The U.S. Coast Guard and National Transportation Safety Board are holding public hearings this week as they investigate what caused the South Korean vessel to capsize with 4,200 vehicles in its cargo decks after it departed the Port of Brunswick on Sept. 8, 2019.
All crew members on board were rescued safely. The ship and its cargo remain partly submerged in St. Simons Sound, waiting to be sawed into large chunks to be removed by barge.
Steve Farley, a foreman who oversaw the stevedore crew tasked with unloaded and loading the Golden Ray before its final voyage, told investigators Tuesday the workers rolled 280 vehicles off the ship the day before it departed and loaded 360 cars and trucks onto it.
The vehicles were lashed down in rows inside the cargo hold, with straps across each one’s front and back ends, The Brunswick News reported. Asked if anyone noticed the vehicle listing to one side, Farley said there was no indication of any imbalance.

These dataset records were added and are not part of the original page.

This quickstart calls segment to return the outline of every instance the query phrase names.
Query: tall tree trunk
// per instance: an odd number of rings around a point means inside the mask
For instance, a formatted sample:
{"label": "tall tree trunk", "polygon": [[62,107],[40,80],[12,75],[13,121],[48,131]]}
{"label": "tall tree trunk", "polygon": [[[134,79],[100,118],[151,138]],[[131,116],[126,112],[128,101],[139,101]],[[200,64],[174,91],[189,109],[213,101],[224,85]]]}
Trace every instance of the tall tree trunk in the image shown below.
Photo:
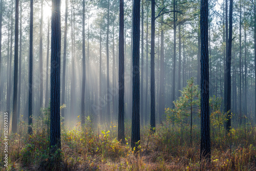
{"label": "tall tree trunk", "polygon": [[14,75],[13,79],[13,103],[12,120],[12,132],[13,133],[16,133],[17,132],[17,111],[18,110],[18,2],[19,0],[15,0]]}
{"label": "tall tree trunk", "polygon": [[144,125],[144,2],[141,1],[141,80],[140,81],[140,123]]}
{"label": "tall tree trunk", "polygon": [[[153,0],[154,1],[154,0]],[[131,147],[140,144],[140,1],[134,0],[133,31],[133,113]]]}
{"label": "tall tree trunk", "polygon": [[[88,16],[88,34],[87,36],[87,77],[88,79],[88,83],[87,84],[87,96],[88,96],[88,113],[92,113],[91,111],[91,103],[93,101],[93,99],[91,100],[91,95],[90,95],[90,81],[89,81],[90,80],[90,75],[89,75],[89,71],[90,71],[90,66],[89,66],[89,36],[90,36],[90,31],[89,31],[89,17]],[[93,93],[93,92],[92,92]]]}
{"label": "tall tree trunk", "polygon": [[[163,7],[164,6],[163,1]],[[162,123],[162,117],[164,114],[164,33],[163,33],[163,15],[161,17],[161,55],[160,55],[160,71],[159,85],[159,123]],[[180,39],[180,41],[181,39]],[[180,54],[181,56],[181,54]],[[181,59],[179,59],[181,60]],[[179,68],[180,72],[180,68]],[[181,75],[181,74],[180,74]],[[180,76],[179,81],[180,81]]]}
{"label": "tall tree trunk", "polygon": [[[73,15],[72,15],[73,13]],[[74,19],[73,18],[74,17]],[[75,101],[76,97],[75,79],[75,15],[74,12],[74,5],[71,7],[71,80],[70,83],[70,113],[74,114],[75,110]]]}
{"label": "tall tree trunk", "polygon": [[[224,112],[228,113],[231,108],[231,56],[232,48],[232,18],[233,12],[233,0],[230,0],[229,7],[229,32],[228,35],[228,55],[226,58],[226,67],[225,73],[226,79],[225,79],[225,96],[224,96]],[[228,132],[231,127],[230,113],[229,112],[227,114],[227,121],[226,123],[226,129]]]}
{"label": "tall tree trunk", "polygon": [[[256,63],[256,1],[254,1],[254,64]],[[256,65],[254,65],[254,75],[256,75]],[[256,78],[255,78],[256,79]],[[256,123],[256,84],[254,84],[254,114]]]}
{"label": "tall tree trunk", "polygon": [[183,40],[183,46],[182,46],[183,49],[183,73],[182,76],[182,87],[184,87],[186,85],[185,83],[185,77],[186,77],[186,56],[185,52],[185,40]]}
{"label": "tall tree trunk", "polygon": [[100,17],[100,38],[99,38],[99,105],[100,105],[99,106],[99,120],[100,120],[100,123],[102,123],[103,120],[104,116],[102,116],[102,108],[103,105],[100,104],[100,102],[102,99],[102,88],[101,88],[101,84],[102,84],[102,58],[101,58],[101,41],[102,41],[102,37],[101,37],[101,35],[102,35],[102,20],[101,20],[101,17]]}
{"label": "tall tree trunk", "polygon": [[[40,22],[40,42],[39,48],[39,66],[40,72],[40,108],[42,107],[42,96],[43,96],[43,73],[42,73],[42,26],[44,25],[44,11],[43,3],[44,1],[41,0],[41,20]],[[39,111],[40,113],[40,111]]]}
{"label": "tall tree trunk", "polygon": [[[1,1],[0,2],[0,86],[1,87],[1,91],[2,92],[3,92],[4,90],[3,89],[2,87],[2,83],[3,81],[2,81],[1,79],[1,71],[3,70],[3,67],[2,67],[2,65],[3,63],[2,62],[2,14],[3,14],[3,1]],[[8,37],[9,39],[9,37]],[[7,59],[8,60],[8,59]],[[3,95],[4,94],[1,93],[0,94],[0,111],[3,111],[3,97],[4,96]]]}
{"label": "tall tree trunk", "polygon": [[123,0],[119,1],[118,141],[124,142],[124,52]]}
{"label": "tall tree trunk", "polygon": [[155,101],[155,0],[151,1],[151,115],[150,126],[153,132],[156,130],[156,108]]}
{"label": "tall tree trunk", "polygon": [[[18,61],[18,111],[17,118],[18,123],[19,120],[19,115],[20,113],[20,87],[22,87],[22,5],[20,2],[20,17],[19,18],[19,61]],[[0,48],[1,51],[1,48]],[[1,52],[0,52],[1,53]]]}
{"label": "tall tree trunk", "polygon": [[[108,16],[107,16],[107,26],[106,26],[106,90],[107,93],[110,91],[110,55],[109,49],[109,32],[110,32],[110,0],[108,1]],[[107,100],[107,122],[110,121],[110,101]]]}
{"label": "tall tree trunk", "polygon": [[[52,4],[52,39],[51,41],[51,134],[52,154],[61,147],[60,141],[60,0]],[[58,152],[59,158],[60,153]]]}
{"label": "tall tree trunk", "polygon": [[146,5],[146,94],[145,95],[145,124],[147,124],[147,95],[148,90],[148,4]]}
{"label": "tall tree trunk", "polygon": [[[10,124],[11,121],[10,119],[10,105],[11,105],[11,89],[12,83],[12,41],[13,41],[13,1],[12,1],[12,11],[11,12],[11,45],[10,46],[10,58],[9,63],[9,81],[7,86],[7,95],[6,97],[6,110],[8,114],[8,124]],[[8,36],[9,37],[9,36]],[[8,40],[9,41],[9,40]],[[8,43],[9,47],[9,43]],[[9,53],[9,48],[8,48],[8,52]],[[10,126],[8,126],[10,127]]]}
{"label": "tall tree trunk", "polygon": [[86,11],[85,0],[82,1],[82,97],[81,100],[81,125],[82,127],[84,126],[84,94],[86,89],[86,34],[85,34],[85,16]]}
{"label": "tall tree trunk", "polygon": [[[65,37],[64,37],[64,40],[65,40]],[[64,40],[65,41],[65,40]],[[65,45],[65,44],[64,44]],[[49,71],[49,45],[50,45],[50,17],[48,17],[48,29],[47,29],[47,54],[46,56],[46,100],[45,100],[45,108],[47,108],[48,106],[48,101],[49,101],[49,98],[48,98],[48,95],[49,95],[49,93],[48,93],[48,87],[49,87],[49,83],[48,83],[48,78],[49,78],[49,73],[48,73],[48,71]],[[63,59],[63,61],[64,61],[64,59]],[[63,86],[63,84],[62,84]],[[62,102],[63,103],[64,103],[64,102]],[[64,117],[65,116],[65,114],[63,112],[64,111],[62,110],[63,113],[61,112],[61,116]]]}
{"label": "tall tree trunk", "polygon": [[247,113],[247,49],[246,47],[246,29],[244,29],[244,68],[245,68],[245,93],[244,93],[244,114],[248,116]]}
{"label": "tall tree trunk", "polygon": [[[174,0],[174,11],[175,11],[176,1]],[[175,76],[176,72],[176,13],[174,12],[174,57],[173,66],[173,99],[172,101],[175,100]],[[173,103],[173,108],[175,108],[174,103]]]}
{"label": "tall tree trunk", "polygon": [[[178,26],[179,31],[179,71],[178,76],[178,91],[181,90],[181,24]],[[180,95],[180,93],[178,94],[179,96]]]}
{"label": "tall tree trunk", "polygon": [[[114,91],[116,87],[115,80],[115,18],[113,22],[113,60],[112,60],[112,88]],[[115,109],[115,93],[112,94],[112,120],[116,119]]]}
{"label": "tall tree trunk", "polygon": [[33,134],[32,91],[33,91],[33,0],[30,0],[30,25],[29,29],[29,135]]}
{"label": "tall tree trunk", "polygon": [[[63,73],[62,73],[62,94],[61,94],[61,104],[65,104],[65,82],[66,82],[66,61],[67,56],[67,27],[68,24],[68,0],[65,1],[65,24],[64,26],[64,45],[63,48]],[[48,34],[49,35],[49,34]],[[48,80],[47,80],[48,81]],[[48,85],[47,85],[48,87]],[[62,120],[61,122],[64,123],[65,117],[65,109],[61,110],[61,117]]]}
{"label": "tall tree trunk", "polygon": [[242,124],[242,45],[241,45],[241,27],[242,27],[242,11],[241,1],[239,9],[239,124]]}
{"label": "tall tree trunk", "polygon": [[[208,3],[208,2],[207,2]],[[200,4],[199,4],[199,6],[200,6]],[[209,12],[207,11],[207,12]],[[207,15],[208,15],[207,14]],[[199,20],[200,22],[200,18],[199,17]],[[200,25],[200,24],[199,24]],[[201,58],[201,47],[200,47],[200,30],[198,29],[198,31],[197,32],[198,33],[198,41],[197,41],[197,44],[198,44],[198,52],[197,52],[197,84],[198,85],[199,85],[199,86],[201,86],[200,85],[200,58]]]}
{"label": "tall tree trunk", "polygon": [[[230,0],[232,1],[232,0]],[[210,113],[209,106],[209,52],[208,0],[201,0],[201,148],[200,160],[210,162]]]}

“I didn’t notice any listing,” Farley said. “Nothing out of the ordinary. I’ve seen ships list a lot and we’ll stop working if that happens.”
Tuesday marked the second day of testimony in hearings that are scheduled to continue into next week. The Coast Guard has not said during the proceedings why it suspects the ship overturned.
On Monday, investigators played audio from the vessel’s black box in which sailors could be heard shouting above blaring alarms and other loud noises as the Golden Ray leaned to its starboard side and ultimately capsized over the course of several minutes.
It could take another year before investigators publish a report of their findings, with recommendations aimed at improving safety.
Separate from the investigation, a multiagency command has spent the past year making plans to carve the ship into eight giant chunks to be hauled away by barges. Officials hope to begin the first cut sometime in October.